Photo : ANDREJ IVANOV / AFP.
Le doute est la seule activité humaine susceptible de contrôler l'usage du pouvoir de manière positive.
Le doute est nécessaire à la compréhension, face à des élites qui définissent le leadership comme étant la capacité de savoir quoi faire, ce qui délégitime le doute des simples citoyens.
Face à une question à trancher, la réponse logique consiste à commencer par douter, puis à examiner la question sous plusieurs angles et à délibérer avant de prendre une décision. En effet, la plupart des activités humaines peuvent être scindées en trois étapes, l'acte de douter étant la deuxième étape et étant aussi la seule étape qui demande une application consciente de son intelligence.
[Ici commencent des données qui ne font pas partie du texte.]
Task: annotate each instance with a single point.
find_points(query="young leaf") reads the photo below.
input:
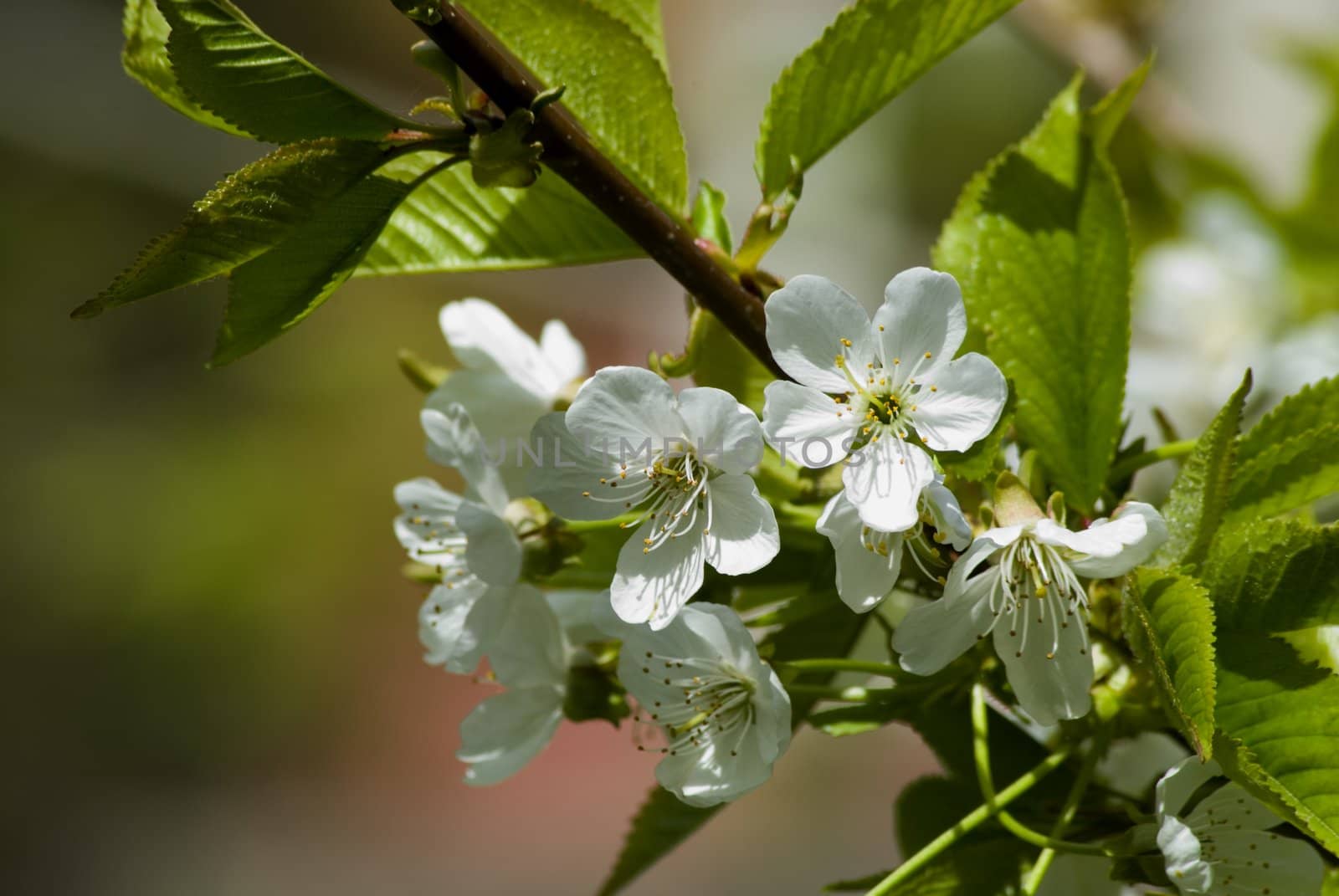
(870, 54)
(243, 218)
(280, 288)
(615, 84)
(662, 824)
(709, 218)
(1200, 492)
(228, 66)
(1291, 457)
(1275, 576)
(145, 59)
(1041, 244)
(452, 224)
(1279, 718)
(1168, 621)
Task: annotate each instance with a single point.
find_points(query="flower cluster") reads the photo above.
(638, 489)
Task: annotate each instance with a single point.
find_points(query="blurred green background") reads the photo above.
(212, 659)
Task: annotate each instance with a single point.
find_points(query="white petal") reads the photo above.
(714, 776)
(1182, 856)
(935, 634)
(723, 432)
(623, 407)
(653, 586)
(562, 352)
(864, 576)
(1249, 863)
(505, 731)
(808, 319)
(921, 312)
(502, 414)
(426, 528)
(884, 479)
(454, 441)
(1053, 689)
(964, 405)
(484, 338)
(720, 632)
(446, 631)
(492, 550)
(1115, 546)
(948, 516)
(568, 479)
(807, 426)
(526, 648)
(743, 535)
(1180, 782)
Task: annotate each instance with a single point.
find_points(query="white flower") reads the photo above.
(1033, 602)
(465, 539)
(508, 379)
(468, 540)
(529, 655)
(725, 714)
(864, 387)
(1222, 844)
(680, 463)
(870, 560)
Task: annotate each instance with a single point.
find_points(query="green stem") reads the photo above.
(841, 666)
(1162, 453)
(1071, 805)
(847, 694)
(970, 822)
(982, 753)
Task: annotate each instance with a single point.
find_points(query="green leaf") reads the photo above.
(452, 224)
(1169, 623)
(1280, 719)
(228, 66)
(280, 288)
(931, 805)
(247, 214)
(1200, 493)
(1041, 244)
(709, 218)
(662, 824)
(615, 84)
(870, 54)
(643, 18)
(1291, 457)
(145, 59)
(1275, 576)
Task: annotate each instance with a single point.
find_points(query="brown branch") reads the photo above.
(569, 153)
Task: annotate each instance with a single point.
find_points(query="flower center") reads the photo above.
(442, 546)
(1039, 593)
(671, 489)
(716, 708)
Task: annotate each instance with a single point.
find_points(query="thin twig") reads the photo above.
(569, 153)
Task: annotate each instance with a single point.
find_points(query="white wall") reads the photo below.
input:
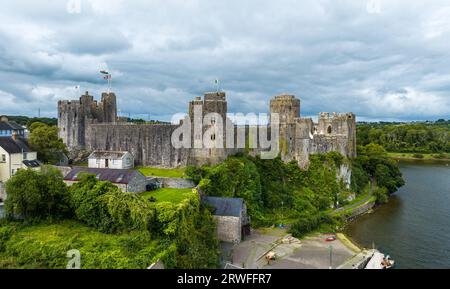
(127, 162)
(13, 163)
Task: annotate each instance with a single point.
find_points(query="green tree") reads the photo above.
(44, 139)
(37, 194)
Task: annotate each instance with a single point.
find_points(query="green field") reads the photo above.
(164, 173)
(174, 196)
(46, 246)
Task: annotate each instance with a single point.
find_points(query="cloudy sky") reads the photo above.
(381, 59)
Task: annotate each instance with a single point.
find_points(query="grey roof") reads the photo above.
(112, 175)
(231, 266)
(16, 146)
(225, 206)
(107, 155)
(10, 125)
(31, 164)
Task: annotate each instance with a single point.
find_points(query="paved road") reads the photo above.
(357, 204)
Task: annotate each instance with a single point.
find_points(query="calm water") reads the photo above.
(414, 227)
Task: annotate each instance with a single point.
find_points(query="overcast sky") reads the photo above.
(382, 60)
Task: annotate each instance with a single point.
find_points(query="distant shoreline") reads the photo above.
(410, 156)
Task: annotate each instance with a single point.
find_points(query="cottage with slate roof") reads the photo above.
(126, 180)
(111, 160)
(233, 224)
(15, 154)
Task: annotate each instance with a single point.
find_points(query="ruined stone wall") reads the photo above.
(150, 144)
(137, 184)
(228, 228)
(74, 117)
(213, 102)
(288, 106)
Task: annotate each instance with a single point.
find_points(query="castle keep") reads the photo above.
(88, 125)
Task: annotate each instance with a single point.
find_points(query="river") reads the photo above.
(414, 227)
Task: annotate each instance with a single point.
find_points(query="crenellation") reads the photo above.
(91, 125)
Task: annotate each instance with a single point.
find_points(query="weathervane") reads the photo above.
(107, 76)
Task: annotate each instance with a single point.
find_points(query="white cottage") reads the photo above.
(15, 154)
(111, 160)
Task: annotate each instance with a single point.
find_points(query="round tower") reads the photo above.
(287, 106)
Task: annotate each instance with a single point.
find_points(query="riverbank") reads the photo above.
(413, 226)
(420, 157)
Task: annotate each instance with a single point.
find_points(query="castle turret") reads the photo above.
(287, 106)
(212, 103)
(74, 117)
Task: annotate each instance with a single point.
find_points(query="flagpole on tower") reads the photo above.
(216, 82)
(108, 77)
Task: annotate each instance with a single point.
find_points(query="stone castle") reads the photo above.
(88, 125)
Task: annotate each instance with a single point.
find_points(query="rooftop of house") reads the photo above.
(225, 206)
(10, 125)
(113, 175)
(112, 155)
(14, 145)
(31, 164)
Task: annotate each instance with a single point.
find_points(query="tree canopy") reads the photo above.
(44, 139)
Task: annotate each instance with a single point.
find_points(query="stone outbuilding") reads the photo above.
(127, 180)
(111, 160)
(233, 224)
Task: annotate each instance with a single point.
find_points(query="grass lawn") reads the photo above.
(174, 196)
(164, 173)
(46, 245)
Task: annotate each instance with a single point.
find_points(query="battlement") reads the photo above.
(74, 116)
(215, 96)
(287, 106)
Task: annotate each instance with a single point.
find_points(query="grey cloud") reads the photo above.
(334, 55)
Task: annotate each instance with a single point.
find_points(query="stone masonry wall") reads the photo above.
(228, 228)
(150, 144)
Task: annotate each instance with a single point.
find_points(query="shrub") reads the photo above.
(418, 156)
(37, 194)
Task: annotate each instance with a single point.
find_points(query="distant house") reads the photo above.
(8, 128)
(15, 154)
(233, 223)
(127, 180)
(111, 160)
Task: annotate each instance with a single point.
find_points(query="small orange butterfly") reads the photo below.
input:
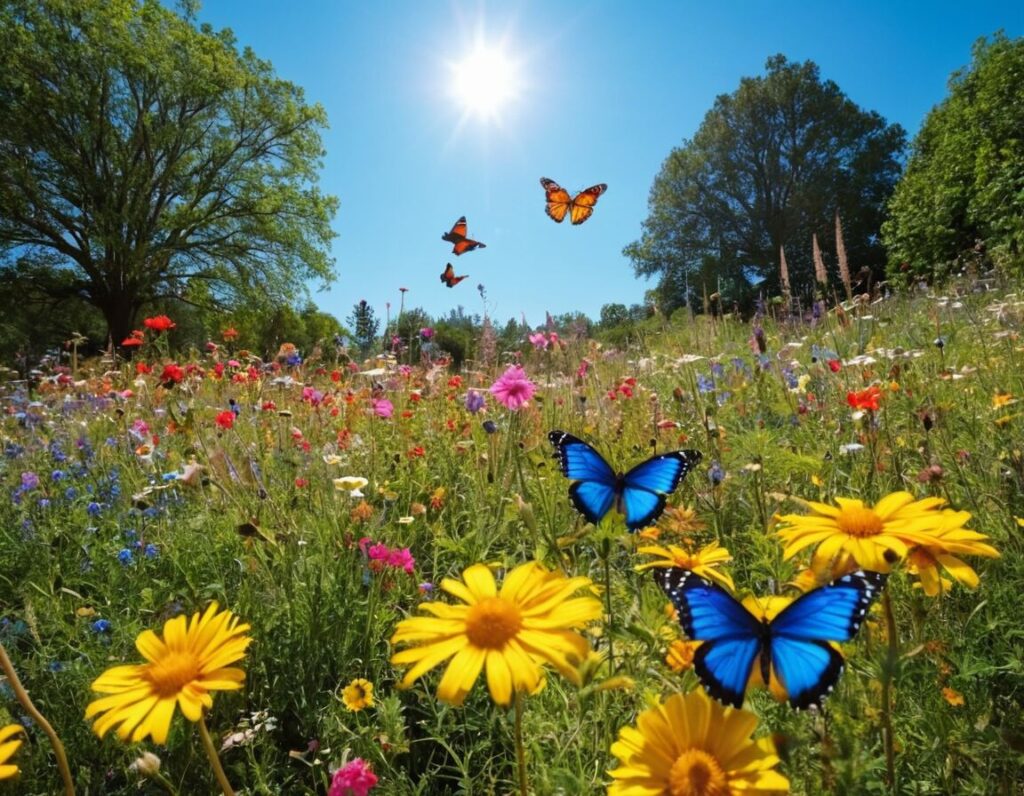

Quant à la première étape, elle consiste à prendre conscience de la réalité à laquelle il va être nécessaire de faire face. Cette étape consiste toujours en un mélange confus de la prise de conscience d’une situation qui semble hors contrôle et d'attitudes qui sont largement déterminées, et embrumées, par des idées reçues ainsi que des solutions simplistes.
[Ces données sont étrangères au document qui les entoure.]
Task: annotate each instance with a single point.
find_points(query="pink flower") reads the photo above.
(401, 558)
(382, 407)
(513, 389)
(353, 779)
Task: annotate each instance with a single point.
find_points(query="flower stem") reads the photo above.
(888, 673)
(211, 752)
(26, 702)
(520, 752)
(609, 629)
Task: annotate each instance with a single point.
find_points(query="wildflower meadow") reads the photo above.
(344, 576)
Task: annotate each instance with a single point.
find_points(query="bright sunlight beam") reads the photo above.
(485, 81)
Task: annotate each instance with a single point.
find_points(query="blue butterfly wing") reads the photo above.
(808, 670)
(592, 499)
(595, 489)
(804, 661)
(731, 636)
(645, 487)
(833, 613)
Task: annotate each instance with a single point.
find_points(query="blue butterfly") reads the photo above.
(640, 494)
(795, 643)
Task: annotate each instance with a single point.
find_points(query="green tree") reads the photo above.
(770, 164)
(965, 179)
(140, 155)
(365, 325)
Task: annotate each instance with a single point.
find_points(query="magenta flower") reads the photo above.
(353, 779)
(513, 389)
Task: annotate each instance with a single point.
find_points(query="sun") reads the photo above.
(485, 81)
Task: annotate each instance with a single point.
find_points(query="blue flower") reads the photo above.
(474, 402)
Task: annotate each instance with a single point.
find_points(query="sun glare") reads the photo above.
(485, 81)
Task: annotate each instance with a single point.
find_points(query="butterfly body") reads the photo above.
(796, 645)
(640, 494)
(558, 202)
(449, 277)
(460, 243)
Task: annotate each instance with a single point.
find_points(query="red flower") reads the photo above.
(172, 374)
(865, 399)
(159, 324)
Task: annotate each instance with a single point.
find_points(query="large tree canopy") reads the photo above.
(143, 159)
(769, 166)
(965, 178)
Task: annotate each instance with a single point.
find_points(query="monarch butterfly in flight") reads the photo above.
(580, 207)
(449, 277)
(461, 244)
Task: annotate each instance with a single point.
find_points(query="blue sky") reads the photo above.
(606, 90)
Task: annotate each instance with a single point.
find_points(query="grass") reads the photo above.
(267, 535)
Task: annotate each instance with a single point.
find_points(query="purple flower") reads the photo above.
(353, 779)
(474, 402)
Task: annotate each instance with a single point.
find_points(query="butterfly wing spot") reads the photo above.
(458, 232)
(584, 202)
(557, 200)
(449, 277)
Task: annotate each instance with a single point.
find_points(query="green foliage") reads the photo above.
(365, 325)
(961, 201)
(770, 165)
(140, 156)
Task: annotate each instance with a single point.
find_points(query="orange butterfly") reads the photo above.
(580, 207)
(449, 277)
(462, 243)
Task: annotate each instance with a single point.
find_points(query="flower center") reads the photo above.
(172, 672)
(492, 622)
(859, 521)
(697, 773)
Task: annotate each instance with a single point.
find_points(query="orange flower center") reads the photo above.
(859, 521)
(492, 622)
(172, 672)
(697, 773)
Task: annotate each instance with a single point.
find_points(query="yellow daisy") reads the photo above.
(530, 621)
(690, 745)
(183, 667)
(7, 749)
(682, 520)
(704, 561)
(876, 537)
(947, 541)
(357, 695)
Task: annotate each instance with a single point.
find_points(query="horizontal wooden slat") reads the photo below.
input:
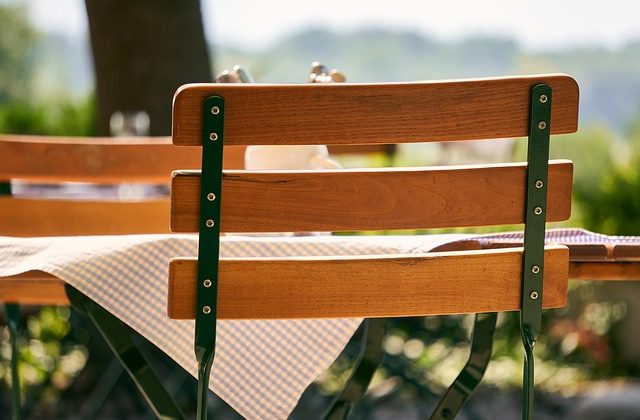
(99, 160)
(407, 198)
(38, 288)
(606, 270)
(344, 113)
(33, 288)
(429, 284)
(51, 217)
La troisième étape, la prise de décision, est supposée être le résultat d'une solution qui a été produite par une réponse correcte au problème initial. En pratique, la prise de décision est une activité souvent surévaluée, alors qu’elle n’est souvent guère mieux qu’un mécanisme quasi-automatique.
La mise en avant du leadership, et au fond, la peur de douter, poussent à faire de la prise de décision un acte de première importance. Cette étape du management est souvent présentée comme étant de la première importance, alors qu’elle n’a aucune valeur si elle n’a pas été précédée par le doute.
Le doute se situe entre la réalité et l'application d'une idée. Il doit être soumis à l’appréciation de l’expérience, de l’intuition, de la créativité, de l’éthique, du bon sens et bien sûr du savoir et il doit conduire à des considérations équilibrées sur ce qui doit être fait. Plus cette étape du doute se prolonge et plus nous pouvons utiliser pleinement notre intelligence de la situation.
Je ne suis pas certain que les concepteurs de l’Intelligence Artificielle aient pris pleinement la mesure du rôle crucial de cette étape du doute, dans la mesure où ils sont sans doute trop influencés par les théories du management qui mettent en avant la prise de décision et peut-être trop anxieux de voir leurs machines passer à l’acte, plutôt que de tout arrêter sous l’emprise du doute.
Les élites, la part de nos sociétés qui détient le pouvoir, cherchent presque automatiquement à sauter directement de la réalité à la solution, de l'abstraction à l'application, de l'idéologie à la méthodologie. Elles ne veulent laisser à personne le temps de douter, c’est pourquoi elles présentent la délibération comme une faiblesse et elles effectuent l’examen de la situation à la va-vite, quand elle n’est pas purement et simplement éliminée. La conséquence de ce comportement des élites est de ramener la capacité de compréhension des citoyens à des idées reçues, à des procédures inconscientes ou secrètes et à des actions mécaniques. On le voit bien lorsque l’on interroge des citoyens sur leur compréhension des évènements : elle s’évade rarement des idées reçues.
On mesure la bonne santé des démocraties à accueillir le doute comme un plaisir paisible, tandis que les démocraties malades sont obsédées par les réponses et par le management : c’est ainsi qu’elles perdent leur raison d'être.
Cependant, il reste que le doute est la seule activité qui fasse profondément usage des qualités spécifiques de l’être humain.
*D’après l’ouvrage de John Ralston Saul (1995), The Doubter’s Companion, Penguin Book, Londres.